Dr. Mahesh Gokara is a Postdoctoral Research Fellow in the Department of Cancer Biology at the Mayo Clinic. He has a Ph.D biochemistry with an experience of over 10 years in multidisciplinary research areas including biochemistry, biophysics and bioinformatics.

Leonardo L Gollo

Leonardo is a Senior Research Fellow with training in Neuroscience and Physics. He works on Neuroscience, Computational Biology, Connectomics, and Complex Systems. His research focuses on computational and mathematical models of brain function.

Bruno Duarte Gomes

My research includes studying human and non-human primates visual system using psychophysics, visual evoked potentials and cortical extracellular recordings. Currently my focus are cortical areas related to visual attention in non-human primates.

Education:
Ph.D., Neuroscience and Cell Biology, Federal University of Para
M.Sc., Neuroscience and Cell Biology, Federal University of Para
B.Sc., Biological Sciences, Federal University of Para

Shawn M Gomez

Professor, Joint Department of Biomedical Engineering at UNC-CH and NCSU and Department of Pharmacology at UNC-CH. Previous Florence Gould Scholar and Pasteur Foundation Fellow. Current research interests in systems and synthetic biology, bioimage informatics, and network science applied to biology. Broader interests in translational medicine and the fostering of innovative solutions to problems in healthcare.

Juro Gregan

- associate professor, Dept. of Genetics, Comenius University in Bratislava, Slovakia
- group leader, MFPL, Dept. of Chromosome Biology, University of Vienna, Vienna, Austria
- postdoctoral researcher, IMP (Research Institute of Molecular Pathology), Vienna, Austria (K. Nasmyth lab)
- postdoctoral researcher, Dept. of Zoology, Univ. of Oxford, Oxford, UK (S. Kearsey lab)
- PhD study, Dept.of Microbiology and Genetics, Univ. of Vienna, Vienna, Austria (R. Schweyen lab)

Sam Griffiths-Jones

Professor of Computational Biology, Faculty of Biology, Medicine and Health, University of Manchester.
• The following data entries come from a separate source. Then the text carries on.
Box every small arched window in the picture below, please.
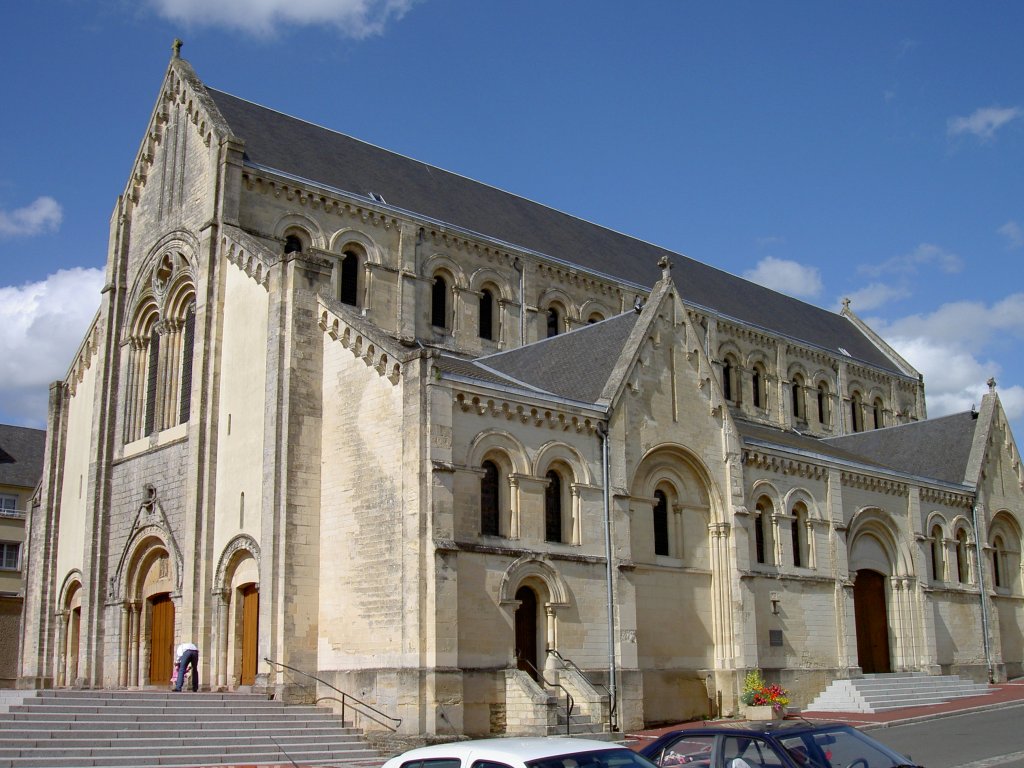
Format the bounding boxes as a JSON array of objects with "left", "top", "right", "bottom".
[
  {"left": 338, "top": 251, "right": 359, "bottom": 306},
  {"left": 956, "top": 528, "right": 970, "bottom": 584},
  {"left": 544, "top": 469, "right": 562, "bottom": 542},
  {"left": 751, "top": 362, "right": 768, "bottom": 411},
  {"left": 548, "top": 306, "right": 562, "bottom": 339},
  {"left": 722, "top": 357, "right": 736, "bottom": 402},
  {"left": 654, "top": 488, "right": 670, "bottom": 555},
  {"left": 480, "top": 461, "right": 501, "bottom": 536},
  {"left": 285, "top": 232, "right": 302, "bottom": 255},
  {"left": 790, "top": 374, "right": 807, "bottom": 421},
  {"left": 430, "top": 274, "right": 449, "bottom": 328},
  {"left": 479, "top": 288, "right": 495, "bottom": 341},
  {"left": 791, "top": 504, "right": 808, "bottom": 568},
  {"left": 818, "top": 381, "right": 831, "bottom": 428},
  {"left": 932, "top": 525, "right": 945, "bottom": 582},
  {"left": 850, "top": 392, "right": 864, "bottom": 432}
]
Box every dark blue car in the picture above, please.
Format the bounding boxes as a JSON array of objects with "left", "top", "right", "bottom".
[{"left": 639, "top": 720, "right": 922, "bottom": 768}]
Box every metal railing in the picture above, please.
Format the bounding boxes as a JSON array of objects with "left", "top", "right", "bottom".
[
  {"left": 517, "top": 656, "right": 575, "bottom": 736},
  {"left": 548, "top": 648, "right": 618, "bottom": 730},
  {"left": 263, "top": 656, "right": 401, "bottom": 731}
]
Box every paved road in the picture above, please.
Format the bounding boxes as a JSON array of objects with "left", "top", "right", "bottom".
[{"left": 868, "top": 706, "right": 1024, "bottom": 768}]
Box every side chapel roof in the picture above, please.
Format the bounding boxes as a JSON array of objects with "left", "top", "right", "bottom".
[
  {"left": 0, "top": 424, "right": 46, "bottom": 488},
  {"left": 201, "top": 88, "right": 904, "bottom": 375}
]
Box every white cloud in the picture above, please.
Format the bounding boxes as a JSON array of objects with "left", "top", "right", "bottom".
[
  {"left": 743, "top": 256, "right": 821, "bottom": 299},
  {"left": 872, "top": 293, "right": 1024, "bottom": 428},
  {"left": 946, "top": 106, "right": 1024, "bottom": 141},
  {"left": 857, "top": 243, "right": 964, "bottom": 278},
  {"left": 0, "top": 196, "right": 63, "bottom": 238},
  {"left": 150, "top": 0, "right": 415, "bottom": 39},
  {"left": 0, "top": 267, "right": 103, "bottom": 425},
  {"left": 996, "top": 221, "right": 1024, "bottom": 249},
  {"left": 836, "top": 283, "right": 910, "bottom": 315}
]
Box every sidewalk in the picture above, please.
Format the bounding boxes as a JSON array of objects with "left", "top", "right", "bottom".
[{"left": 628, "top": 679, "right": 1024, "bottom": 741}]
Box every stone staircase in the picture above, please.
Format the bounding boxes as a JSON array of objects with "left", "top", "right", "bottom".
[
  {"left": 806, "top": 672, "right": 988, "bottom": 713},
  {"left": 0, "top": 690, "right": 384, "bottom": 768}
]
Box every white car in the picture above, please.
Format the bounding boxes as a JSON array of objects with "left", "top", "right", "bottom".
[{"left": 384, "top": 736, "right": 654, "bottom": 768}]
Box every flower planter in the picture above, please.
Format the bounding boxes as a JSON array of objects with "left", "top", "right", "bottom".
[{"left": 743, "top": 705, "right": 783, "bottom": 720}]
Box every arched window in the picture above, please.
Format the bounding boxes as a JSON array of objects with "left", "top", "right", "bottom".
[
  {"left": 548, "top": 306, "right": 562, "bottom": 339},
  {"left": 992, "top": 536, "right": 1006, "bottom": 588},
  {"left": 818, "top": 381, "right": 831, "bottom": 428},
  {"left": 480, "top": 461, "right": 501, "bottom": 536},
  {"left": 285, "top": 232, "right": 302, "bottom": 255},
  {"left": 654, "top": 488, "right": 669, "bottom": 555},
  {"left": 791, "top": 503, "right": 809, "bottom": 568},
  {"left": 338, "top": 251, "right": 359, "bottom": 306},
  {"left": 722, "top": 357, "right": 737, "bottom": 402},
  {"left": 932, "top": 525, "right": 945, "bottom": 582},
  {"left": 871, "top": 397, "right": 885, "bottom": 429},
  {"left": 850, "top": 392, "right": 864, "bottom": 432},
  {"left": 178, "top": 302, "right": 196, "bottom": 424},
  {"left": 754, "top": 498, "right": 773, "bottom": 564},
  {"left": 544, "top": 469, "right": 562, "bottom": 542},
  {"left": 956, "top": 528, "right": 970, "bottom": 584},
  {"left": 478, "top": 288, "right": 495, "bottom": 341},
  {"left": 430, "top": 274, "right": 449, "bottom": 328},
  {"left": 790, "top": 374, "right": 807, "bottom": 421}
]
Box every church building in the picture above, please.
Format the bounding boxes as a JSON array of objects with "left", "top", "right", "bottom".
[{"left": 17, "top": 45, "right": 1024, "bottom": 735}]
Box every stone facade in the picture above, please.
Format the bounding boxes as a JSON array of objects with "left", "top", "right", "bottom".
[{"left": 19, "top": 48, "right": 1024, "bottom": 734}]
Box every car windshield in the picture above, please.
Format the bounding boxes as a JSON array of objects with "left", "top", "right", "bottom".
[
  {"left": 526, "top": 748, "right": 654, "bottom": 768},
  {"left": 778, "top": 727, "right": 907, "bottom": 768}
]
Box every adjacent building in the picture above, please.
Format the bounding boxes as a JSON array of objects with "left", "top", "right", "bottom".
[{"left": 19, "top": 46, "right": 1024, "bottom": 734}]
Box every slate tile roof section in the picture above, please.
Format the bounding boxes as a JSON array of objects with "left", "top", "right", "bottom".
[
  {"left": 440, "top": 312, "right": 640, "bottom": 403},
  {"left": 208, "top": 88, "right": 901, "bottom": 374},
  {"left": 0, "top": 424, "right": 46, "bottom": 488},
  {"left": 821, "top": 411, "right": 978, "bottom": 483}
]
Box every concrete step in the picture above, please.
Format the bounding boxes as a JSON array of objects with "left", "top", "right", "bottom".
[{"left": 807, "top": 673, "right": 988, "bottom": 713}]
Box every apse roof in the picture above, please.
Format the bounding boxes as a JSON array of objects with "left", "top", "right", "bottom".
[
  {"left": 0, "top": 424, "right": 46, "bottom": 488},
  {"left": 208, "top": 89, "right": 902, "bottom": 374}
]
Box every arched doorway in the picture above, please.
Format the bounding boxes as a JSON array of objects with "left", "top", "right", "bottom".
[
  {"left": 148, "top": 593, "right": 174, "bottom": 687},
  {"left": 853, "top": 568, "right": 892, "bottom": 674},
  {"left": 515, "top": 587, "right": 540, "bottom": 680},
  {"left": 239, "top": 584, "right": 259, "bottom": 685}
]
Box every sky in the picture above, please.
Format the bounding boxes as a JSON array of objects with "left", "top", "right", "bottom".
[{"left": 0, "top": 0, "right": 1024, "bottom": 440}]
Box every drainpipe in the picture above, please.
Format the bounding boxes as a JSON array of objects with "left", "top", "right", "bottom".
[
  {"left": 971, "top": 504, "right": 995, "bottom": 683},
  {"left": 597, "top": 422, "right": 618, "bottom": 730}
]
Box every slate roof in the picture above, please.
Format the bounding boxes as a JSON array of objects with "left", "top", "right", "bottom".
[
  {"left": 0, "top": 424, "right": 46, "bottom": 488},
  {"left": 207, "top": 88, "right": 901, "bottom": 374},
  {"left": 822, "top": 411, "right": 978, "bottom": 483},
  {"left": 736, "top": 412, "right": 978, "bottom": 485},
  {"left": 441, "top": 312, "right": 640, "bottom": 402}
]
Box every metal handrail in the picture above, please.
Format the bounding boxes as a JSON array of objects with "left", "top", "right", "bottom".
[
  {"left": 548, "top": 648, "right": 617, "bottom": 730},
  {"left": 263, "top": 656, "right": 401, "bottom": 731},
  {"left": 516, "top": 656, "right": 575, "bottom": 736}
]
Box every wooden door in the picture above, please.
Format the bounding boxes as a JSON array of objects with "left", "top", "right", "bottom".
[
  {"left": 853, "top": 570, "right": 892, "bottom": 674},
  {"left": 240, "top": 584, "right": 259, "bottom": 685},
  {"left": 515, "top": 587, "right": 538, "bottom": 680},
  {"left": 150, "top": 594, "right": 174, "bottom": 687}
]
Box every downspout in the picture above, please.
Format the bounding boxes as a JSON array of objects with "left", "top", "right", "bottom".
[
  {"left": 512, "top": 256, "right": 526, "bottom": 346},
  {"left": 597, "top": 412, "right": 618, "bottom": 731},
  {"left": 971, "top": 504, "right": 995, "bottom": 683}
]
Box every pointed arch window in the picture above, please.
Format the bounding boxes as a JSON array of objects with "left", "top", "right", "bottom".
[
  {"left": 430, "top": 274, "right": 449, "bottom": 328},
  {"left": 480, "top": 461, "right": 501, "bottom": 536},
  {"left": 654, "top": 488, "right": 670, "bottom": 555},
  {"left": 479, "top": 288, "right": 495, "bottom": 341},
  {"left": 544, "top": 469, "right": 562, "bottom": 542},
  {"left": 932, "top": 525, "right": 945, "bottom": 582},
  {"left": 338, "top": 251, "right": 359, "bottom": 306}
]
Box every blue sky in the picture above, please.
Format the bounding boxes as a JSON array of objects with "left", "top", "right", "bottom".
[{"left": 0, "top": 0, "right": 1024, "bottom": 440}]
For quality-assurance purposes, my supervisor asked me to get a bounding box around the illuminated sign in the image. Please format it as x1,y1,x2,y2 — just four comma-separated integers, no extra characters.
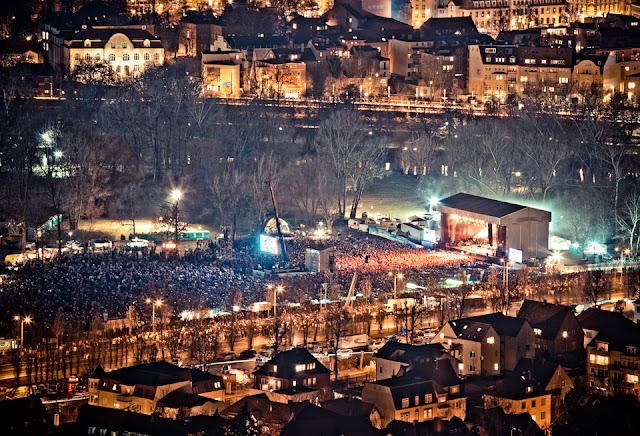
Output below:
260,235,280,255
422,229,437,243
509,248,522,263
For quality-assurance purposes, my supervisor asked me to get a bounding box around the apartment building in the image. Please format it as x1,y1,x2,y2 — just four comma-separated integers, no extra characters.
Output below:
432,313,535,375
468,45,573,103
63,26,164,78
578,308,640,397
518,300,584,355
362,373,467,428
89,362,225,415
373,341,460,380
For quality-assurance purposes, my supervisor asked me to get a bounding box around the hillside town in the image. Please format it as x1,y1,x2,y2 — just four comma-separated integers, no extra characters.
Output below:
0,0,640,436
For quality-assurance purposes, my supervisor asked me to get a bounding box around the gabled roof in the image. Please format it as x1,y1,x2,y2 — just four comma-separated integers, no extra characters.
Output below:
578,308,640,350
448,319,497,342
457,312,527,337
518,300,574,340
254,348,331,380
322,397,375,417
513,359,566,388
374,341,447,364
89,364,106,379
221,394,306,424
65,26,162,48
101,362,191,386
371,375,446,410
399,359,460,388
280,403,387,436
436,193,526,218
420,17,478,35
159,389,222,409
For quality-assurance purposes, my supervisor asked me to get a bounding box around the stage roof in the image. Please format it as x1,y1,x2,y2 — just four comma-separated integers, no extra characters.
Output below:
436,193,527,218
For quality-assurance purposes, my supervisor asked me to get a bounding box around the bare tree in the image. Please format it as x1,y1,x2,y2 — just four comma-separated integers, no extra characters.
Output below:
325,305,349,380
584,270,611,307
616,192,640,256
398,133,439,176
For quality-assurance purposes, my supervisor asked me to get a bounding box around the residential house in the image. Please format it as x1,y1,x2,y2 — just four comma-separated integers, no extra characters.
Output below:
220,394,309,436
362,0,413,24
88,362,224,415
510,359,574,420
578,308,640,397
320,397,382,428
63,25,164,78
280,404,388,436
253,348,331,395
362,372,467,427
373,341,460,381
518,300,584,355
178,14,222,56
468,45,573,102
420,16,478,37
254,59,307,98
432,313,535,375
156,389,226,419
482,376,551,431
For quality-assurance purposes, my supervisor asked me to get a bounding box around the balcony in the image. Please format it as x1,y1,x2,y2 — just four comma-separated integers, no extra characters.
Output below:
116,394,131,403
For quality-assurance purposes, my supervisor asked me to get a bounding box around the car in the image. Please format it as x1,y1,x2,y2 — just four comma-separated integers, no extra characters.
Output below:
222,351,237,360
336,348,353,359
367,339,386,351
256,354,269,365
239,348,258,359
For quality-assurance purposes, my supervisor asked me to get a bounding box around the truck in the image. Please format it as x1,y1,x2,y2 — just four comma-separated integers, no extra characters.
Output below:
338,334,369,350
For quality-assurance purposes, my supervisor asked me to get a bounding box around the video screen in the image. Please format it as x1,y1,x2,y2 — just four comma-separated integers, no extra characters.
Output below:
260,235,280,255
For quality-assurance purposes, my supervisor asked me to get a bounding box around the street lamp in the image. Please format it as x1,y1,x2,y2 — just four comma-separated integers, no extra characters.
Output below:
147,298,162,335
171,189,182,247
13,315,31,348
389,271,404,300
273,286,284,324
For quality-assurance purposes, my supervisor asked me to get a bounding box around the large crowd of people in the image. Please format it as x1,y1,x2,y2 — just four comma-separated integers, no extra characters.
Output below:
0,237,480,325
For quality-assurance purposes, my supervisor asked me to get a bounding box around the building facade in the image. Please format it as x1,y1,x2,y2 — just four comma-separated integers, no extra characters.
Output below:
362,374,467,428
64,26,164,79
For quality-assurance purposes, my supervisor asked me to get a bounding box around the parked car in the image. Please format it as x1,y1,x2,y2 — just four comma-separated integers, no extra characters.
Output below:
222,351,238,360
336,348,353,360
239,348,258,360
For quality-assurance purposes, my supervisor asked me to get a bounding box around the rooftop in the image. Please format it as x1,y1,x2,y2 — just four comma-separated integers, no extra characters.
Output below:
436,193,526,218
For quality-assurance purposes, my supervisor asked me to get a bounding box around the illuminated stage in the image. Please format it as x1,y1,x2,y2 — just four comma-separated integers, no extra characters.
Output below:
434,194,551,262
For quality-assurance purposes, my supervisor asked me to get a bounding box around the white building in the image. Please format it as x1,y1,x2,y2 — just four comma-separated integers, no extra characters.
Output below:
64,26,164,78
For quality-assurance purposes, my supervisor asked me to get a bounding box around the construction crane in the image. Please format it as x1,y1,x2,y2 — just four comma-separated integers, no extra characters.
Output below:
266,180,289,264
342,272,358,310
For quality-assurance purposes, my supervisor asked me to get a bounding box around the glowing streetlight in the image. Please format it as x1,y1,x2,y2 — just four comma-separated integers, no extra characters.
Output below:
273,286,284,323
389,271,404,300
146,298,162,335
171,189,182,202
13,315,31,348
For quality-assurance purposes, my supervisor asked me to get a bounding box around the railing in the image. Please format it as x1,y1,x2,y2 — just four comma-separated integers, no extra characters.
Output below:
117,394,131,403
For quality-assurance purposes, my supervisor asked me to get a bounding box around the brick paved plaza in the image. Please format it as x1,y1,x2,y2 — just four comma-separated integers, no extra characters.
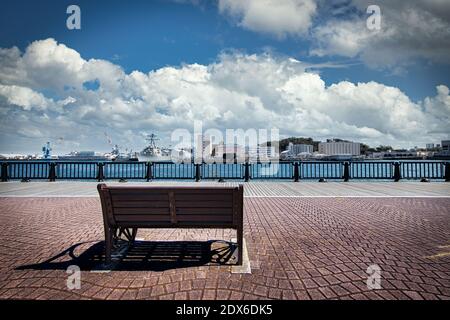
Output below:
0,192,450,300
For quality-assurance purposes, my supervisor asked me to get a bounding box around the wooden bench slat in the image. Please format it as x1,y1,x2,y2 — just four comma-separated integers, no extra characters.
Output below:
115,214,170,224
113,199,167,209
175,201,233,210
114,206,170,216
112,193,169,202
176,207,233,217
175,193,233,201
108,187,234,196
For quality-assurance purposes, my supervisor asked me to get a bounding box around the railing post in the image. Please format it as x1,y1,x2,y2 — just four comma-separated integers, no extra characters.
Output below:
97,162,105,182
195,163,201,182
145,162,153,182
444,162,450,182
2,162,8,182
393,162,402,182
48,162,56,182
343,161,350,182
294,162,300,182
244,162,250,182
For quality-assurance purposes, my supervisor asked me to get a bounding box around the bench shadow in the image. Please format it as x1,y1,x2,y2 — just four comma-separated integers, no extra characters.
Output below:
16,240,236,271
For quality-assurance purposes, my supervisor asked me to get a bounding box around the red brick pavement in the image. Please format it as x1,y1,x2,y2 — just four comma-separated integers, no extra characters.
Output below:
0,198,450,300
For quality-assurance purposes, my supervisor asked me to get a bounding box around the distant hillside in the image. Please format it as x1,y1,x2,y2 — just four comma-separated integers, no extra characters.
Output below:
261,137,393,154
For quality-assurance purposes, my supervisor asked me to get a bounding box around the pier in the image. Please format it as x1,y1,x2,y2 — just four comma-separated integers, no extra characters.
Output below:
0,180,450,300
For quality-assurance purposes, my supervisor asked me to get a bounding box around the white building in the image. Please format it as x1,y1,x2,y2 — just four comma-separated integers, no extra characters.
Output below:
288,142,313,155
246,146,278,160
319,141,361,156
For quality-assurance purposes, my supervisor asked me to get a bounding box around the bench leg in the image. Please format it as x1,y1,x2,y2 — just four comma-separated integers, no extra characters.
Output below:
237,228,244,266
105,227,113,263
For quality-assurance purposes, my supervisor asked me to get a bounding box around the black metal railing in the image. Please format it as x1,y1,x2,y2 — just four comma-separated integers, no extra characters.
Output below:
0,160,450,181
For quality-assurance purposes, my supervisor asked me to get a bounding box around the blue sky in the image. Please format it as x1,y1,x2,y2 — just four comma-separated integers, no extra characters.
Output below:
0,0,450,100
0,0,450,150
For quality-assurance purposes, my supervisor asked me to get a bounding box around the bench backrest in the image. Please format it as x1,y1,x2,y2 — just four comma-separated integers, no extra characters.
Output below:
97,184,244,228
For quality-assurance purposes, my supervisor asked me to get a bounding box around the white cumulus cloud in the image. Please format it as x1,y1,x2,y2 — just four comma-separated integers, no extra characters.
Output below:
0,39,450,152
219,0,317,38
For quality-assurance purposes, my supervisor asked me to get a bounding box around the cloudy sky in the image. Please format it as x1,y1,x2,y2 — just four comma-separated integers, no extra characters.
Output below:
0,0,450,153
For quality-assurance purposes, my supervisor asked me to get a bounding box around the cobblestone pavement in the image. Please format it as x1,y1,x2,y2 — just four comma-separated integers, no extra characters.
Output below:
0,197,450,300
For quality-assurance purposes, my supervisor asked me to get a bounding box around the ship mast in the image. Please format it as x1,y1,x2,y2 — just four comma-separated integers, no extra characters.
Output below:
145,133,159,149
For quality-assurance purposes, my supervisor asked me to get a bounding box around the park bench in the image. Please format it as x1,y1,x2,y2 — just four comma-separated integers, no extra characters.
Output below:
97,183,244,265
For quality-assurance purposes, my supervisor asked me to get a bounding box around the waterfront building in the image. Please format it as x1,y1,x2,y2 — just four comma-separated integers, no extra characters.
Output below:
246,146,278,160
319,141,361,156
212,143,245,162
288,142,314,156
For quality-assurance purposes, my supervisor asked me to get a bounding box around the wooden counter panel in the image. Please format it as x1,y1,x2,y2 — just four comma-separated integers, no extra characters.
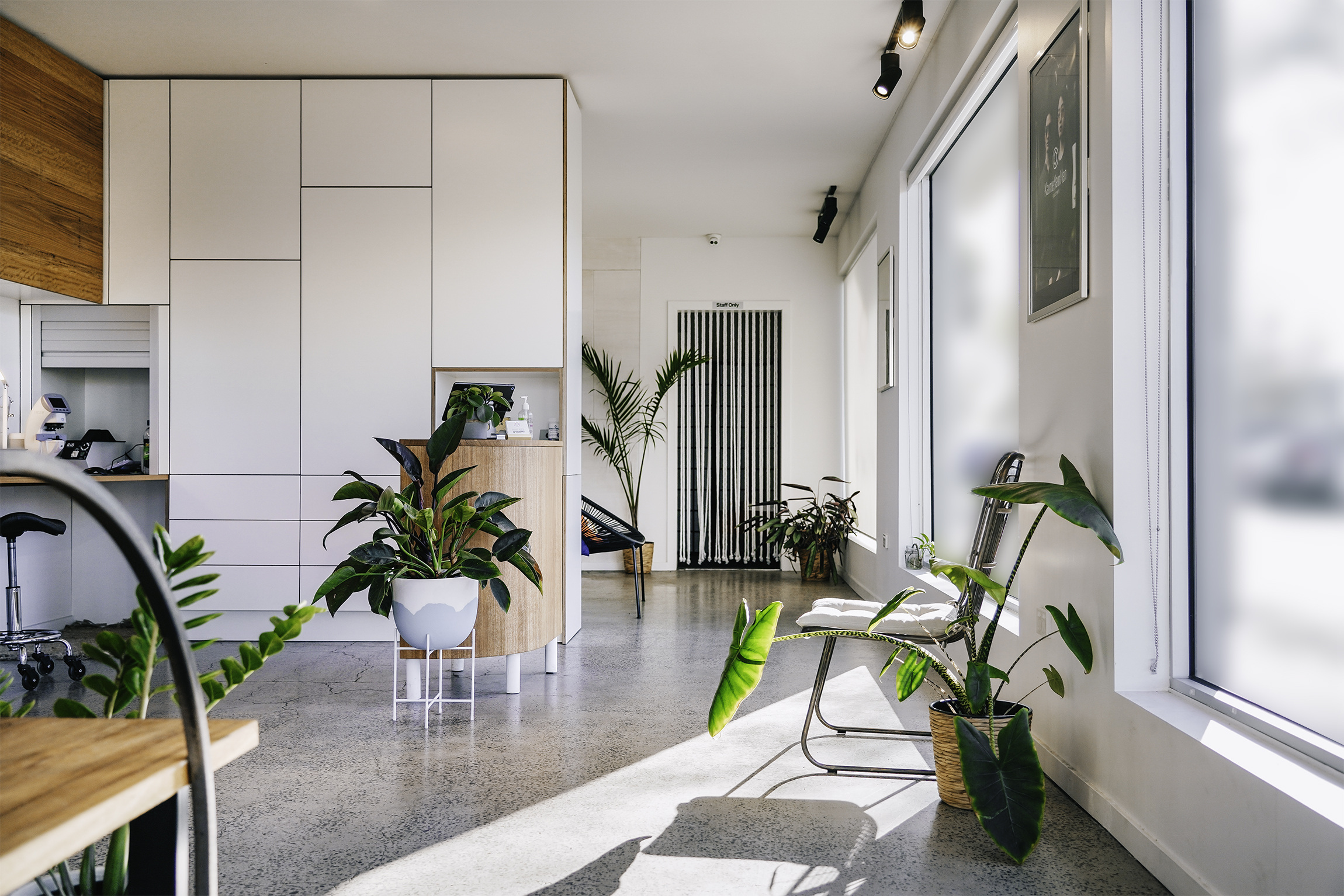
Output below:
402,439,564,657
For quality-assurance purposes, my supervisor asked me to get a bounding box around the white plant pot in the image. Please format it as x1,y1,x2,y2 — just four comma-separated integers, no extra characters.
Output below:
393,578,481,650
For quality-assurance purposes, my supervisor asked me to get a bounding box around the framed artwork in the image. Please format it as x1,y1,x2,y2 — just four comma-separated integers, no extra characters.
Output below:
1027,0,1087,321
878,248,896,393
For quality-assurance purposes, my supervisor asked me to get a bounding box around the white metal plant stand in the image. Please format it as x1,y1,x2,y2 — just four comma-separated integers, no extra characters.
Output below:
393,628,476,728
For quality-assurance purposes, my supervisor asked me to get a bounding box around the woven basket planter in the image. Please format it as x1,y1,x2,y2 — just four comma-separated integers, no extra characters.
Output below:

Manages the miRBase database of microRNA sequences. Founded the Rfam RNA families database. Interested in RNA structure, function and evolution.

Arthur Gruber

Prof. Arthur Gruber received his Bachelor’s in Veterinary Medicine, PhD in Biochemistry, Associate degree in Animal Pathology from the University of São Paulo. He is Associate Professor at the Institute of Biomedical Sciences, University of São Paulo, affiliated member, European Viral Bioinformatics Center, and member of the directory board, Brazilian Association for Bioinformatics and Computational Biology (AB3C). Prof. Gruber is PI of the Viral Genomics and Bioinformatics research group, developing bioinformatics methods and tools for viral detection, classification and discovery.